Student teaching is a crazy chapter in a baby teacher's life-- you're still in college, but not really, and can you even do this, and why aren't there enough hours in the day, and there definitely enough hours for you to maintain solid contact with your human support system, and graduation is almost here and what are you going to do with your life, anyway, and did you even remember to eat today? A stipend could reduce worries by a hair and serve as a gesture of support for your professional choice.

Most importantly, it could reduce, by even a little bit, financial barriers to entering the profession. It may just seem like nickels and dimes, but if you're going to be a teacher, getting used to nickels and dimes will be valuable.

4 comments:

  1. David Donaldson from the National Center for Grow Your Own goes a step further. "Why shouldn't you be allowed to become a teacher for free and get paid while doing it?" https://civicmedia.us/podcast/planting-the-seeds/

    ReplyDelete
  2. I don’t think school districts should be paying student teachers. The district is required to have a supervising teacher present every day the student teacher is there. If the college/university wants to offer a stipend or reduction in fees as part of student teaching, that’s on them, but you cannot expect public school taxpayers to subsidize student teachers.

    ReplyDelete
  3. Once again, this is why we can't have nice things. The basic excuse not to pay teachers is that we are too cheap and don't value their work. That the supervising teacher has to do work doesn't matter (they need to paid for that too!)

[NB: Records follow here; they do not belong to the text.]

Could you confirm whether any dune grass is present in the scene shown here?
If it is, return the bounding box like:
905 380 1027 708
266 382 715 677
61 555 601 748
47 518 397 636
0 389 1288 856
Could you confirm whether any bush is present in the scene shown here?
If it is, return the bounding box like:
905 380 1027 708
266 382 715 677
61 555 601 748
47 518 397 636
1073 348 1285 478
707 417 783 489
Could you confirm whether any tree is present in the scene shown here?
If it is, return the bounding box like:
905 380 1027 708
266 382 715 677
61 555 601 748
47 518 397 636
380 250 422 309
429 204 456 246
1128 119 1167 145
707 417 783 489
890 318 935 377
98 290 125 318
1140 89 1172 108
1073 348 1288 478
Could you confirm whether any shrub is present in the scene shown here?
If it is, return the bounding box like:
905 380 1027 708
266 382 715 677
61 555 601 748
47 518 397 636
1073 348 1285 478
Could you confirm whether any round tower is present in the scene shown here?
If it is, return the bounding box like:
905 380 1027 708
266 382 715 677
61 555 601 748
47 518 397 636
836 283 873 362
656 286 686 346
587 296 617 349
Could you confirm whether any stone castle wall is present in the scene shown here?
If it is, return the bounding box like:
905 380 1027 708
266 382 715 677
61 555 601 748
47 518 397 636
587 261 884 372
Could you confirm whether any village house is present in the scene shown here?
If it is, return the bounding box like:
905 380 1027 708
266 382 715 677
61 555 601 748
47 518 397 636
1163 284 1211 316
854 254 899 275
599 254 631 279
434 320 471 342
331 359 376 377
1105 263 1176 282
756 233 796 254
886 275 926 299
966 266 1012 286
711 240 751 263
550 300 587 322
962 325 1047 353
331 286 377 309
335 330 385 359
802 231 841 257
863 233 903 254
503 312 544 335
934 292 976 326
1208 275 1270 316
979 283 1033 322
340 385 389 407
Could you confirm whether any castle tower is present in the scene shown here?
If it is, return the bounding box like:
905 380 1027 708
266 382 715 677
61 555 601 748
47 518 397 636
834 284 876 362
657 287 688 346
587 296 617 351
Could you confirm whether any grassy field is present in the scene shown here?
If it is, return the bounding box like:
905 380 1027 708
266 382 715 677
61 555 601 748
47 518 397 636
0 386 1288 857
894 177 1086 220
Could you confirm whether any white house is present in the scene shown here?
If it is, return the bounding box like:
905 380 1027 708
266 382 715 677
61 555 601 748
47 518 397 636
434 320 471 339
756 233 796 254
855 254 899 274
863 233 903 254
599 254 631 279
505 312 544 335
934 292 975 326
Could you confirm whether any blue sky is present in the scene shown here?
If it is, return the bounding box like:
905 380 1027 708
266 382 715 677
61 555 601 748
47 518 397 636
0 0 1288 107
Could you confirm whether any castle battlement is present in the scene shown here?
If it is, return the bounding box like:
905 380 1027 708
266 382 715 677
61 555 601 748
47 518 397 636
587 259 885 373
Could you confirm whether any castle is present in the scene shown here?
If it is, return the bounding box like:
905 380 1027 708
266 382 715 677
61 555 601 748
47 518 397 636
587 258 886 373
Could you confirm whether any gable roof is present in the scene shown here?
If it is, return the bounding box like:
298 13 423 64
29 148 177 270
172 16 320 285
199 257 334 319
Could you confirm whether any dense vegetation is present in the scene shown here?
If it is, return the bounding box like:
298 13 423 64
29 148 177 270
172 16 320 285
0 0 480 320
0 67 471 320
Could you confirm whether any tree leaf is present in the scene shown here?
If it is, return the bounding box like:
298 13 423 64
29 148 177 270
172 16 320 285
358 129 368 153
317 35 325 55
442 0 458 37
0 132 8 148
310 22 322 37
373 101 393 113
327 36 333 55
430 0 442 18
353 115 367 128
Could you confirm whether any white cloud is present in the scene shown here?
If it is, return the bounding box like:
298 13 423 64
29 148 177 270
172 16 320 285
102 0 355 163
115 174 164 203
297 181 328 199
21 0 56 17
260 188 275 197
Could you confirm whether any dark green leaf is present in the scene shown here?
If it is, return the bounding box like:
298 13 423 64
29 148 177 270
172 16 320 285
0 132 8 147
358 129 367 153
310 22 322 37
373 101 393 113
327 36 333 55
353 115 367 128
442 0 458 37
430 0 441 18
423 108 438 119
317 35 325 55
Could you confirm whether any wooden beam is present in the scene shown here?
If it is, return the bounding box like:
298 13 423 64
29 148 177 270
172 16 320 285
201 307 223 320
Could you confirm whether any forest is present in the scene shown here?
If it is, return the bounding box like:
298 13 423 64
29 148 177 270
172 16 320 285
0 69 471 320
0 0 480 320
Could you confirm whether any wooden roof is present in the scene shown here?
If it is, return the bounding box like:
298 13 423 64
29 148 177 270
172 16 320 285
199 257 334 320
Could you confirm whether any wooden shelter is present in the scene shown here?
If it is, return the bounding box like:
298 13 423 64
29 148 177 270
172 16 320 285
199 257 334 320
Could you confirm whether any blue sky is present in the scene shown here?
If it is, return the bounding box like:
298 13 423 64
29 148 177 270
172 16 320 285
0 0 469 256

    The requirement to get my certificate was that I had to be in control of a classroom for eight weeks. My cooperating teacher wasn't involved in the day to day work of the classroom during that time. I assume other states are similar. There was a four week period to release control before and after. I was also in the classroom for six months total as an alternative route teacher. I was doing useful work.

    Either you want a diverse group of trained, qualified teachers or you don't. If you do, you pay them like other fields do as apprentices.

    ReplyDelete
  4. When I student taught in the mid-nineties, my biggest complaint was not that I wasn’t being paid, it was that I paid more than $5000 out of state tuition to have a single seminar class taught by two TAs. The bulk of my instruction was being given by the two certified teachers I student taught with, each of whom received $150 for them instructing me for half a semester. I also paid housing, food, teaching supplies as always, and we got a lecture on how we needed to dress professionally. It was incredibly expensive for me and the people doing most of the work, my cooperating teachers, got virtually nothing.

    Classmates in other fields were utterly shocked that student teachers didn’t get paid during their internships, and when they found out we also had to pay full tuition for the privilege they were flabbergasted.

    Even a small stipend or a reduction in tuition would have been a boon. The disrespect of not being paid and the situation it set us up in - to expect to be poorly paid, to provide our own supplies for students, and to work flat out for 60 hours or more a week - seems to justify the generally poor treatment of teachers. I think a stipend paid by the federal or state government might actually address some of the ongoing issues.